In the documentary, Putin says, according to RIA Novosti news agency, that the collapse of the Soviet Union 30 years ago “still remains a tragedy for most citizens.” He is also personally affected. “Sometimes I had to make some extra money,” he said. I mean: make more money as a taxi driver with my own car. It’s unpleasant to be frank about it, but that’s how it was then, unfortunately.

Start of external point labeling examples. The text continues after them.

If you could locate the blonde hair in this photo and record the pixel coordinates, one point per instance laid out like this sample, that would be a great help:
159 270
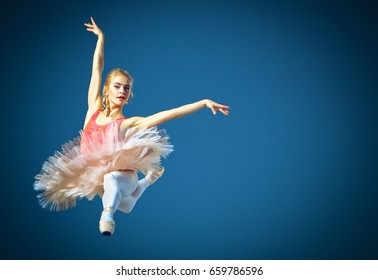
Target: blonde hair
112 74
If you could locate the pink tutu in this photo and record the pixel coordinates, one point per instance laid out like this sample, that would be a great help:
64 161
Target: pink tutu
78 170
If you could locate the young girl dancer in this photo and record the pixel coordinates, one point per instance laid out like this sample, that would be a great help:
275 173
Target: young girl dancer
111 149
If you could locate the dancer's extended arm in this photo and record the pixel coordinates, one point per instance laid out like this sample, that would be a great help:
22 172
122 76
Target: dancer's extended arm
94 95
165 116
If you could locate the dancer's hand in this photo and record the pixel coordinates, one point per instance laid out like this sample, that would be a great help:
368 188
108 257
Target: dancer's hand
216 106
94 28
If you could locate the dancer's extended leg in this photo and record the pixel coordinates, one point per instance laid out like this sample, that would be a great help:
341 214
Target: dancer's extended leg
127 203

In the early post-Soviet years, it was common for Russians to play taxi drivers with their cars (or work cars) to make ends meet. At that time, all you had to do on the street was raise your hand or the car driver would stop and pick you up.
hyperinflation
Even those with a job could not keep their heads above water at that time due to hyperinflation during the transition from communism to capitalism. As a result, tens of millions of Russians saw their savings, pensions, and a significant part of their income disappear like snow in the sun.
It remains unclear how many times Putin actually worked as a taxi driver. He worked for the KGB intelligence service, but said he resigned in August 1991 in protest of the (failed) coup against Soviet President Mikhail Gorbachev. Several months later, Putin was appointed the second in command of the reformist mayor of Leningrad (now Saint Petersburg), Anatoly Sobchak. In this position, he was involved, among other things, in distributing relief items from the West.
Putin quickly used this position on the Saint Petersburg board of directors to build a network of business friends, some of whom grew into billionaires under his auspices.
geopolitical disaster
Putin previously described the disintegration of the Soviet Union as “the greatest geopolitical catastrophe of the 20th century”. In the documentary, he asks, “Because what does the collapse of the Soviet Union actually mean?”. It was the collapse of historical Russia under the guise of the Soviet Union.”
The resentment that Putin left with that period is reflected in the language he uses when talking about Ukraine. According to him, Ukraine has no right to exist as an independent state, since it has always been part of the Russian Empire.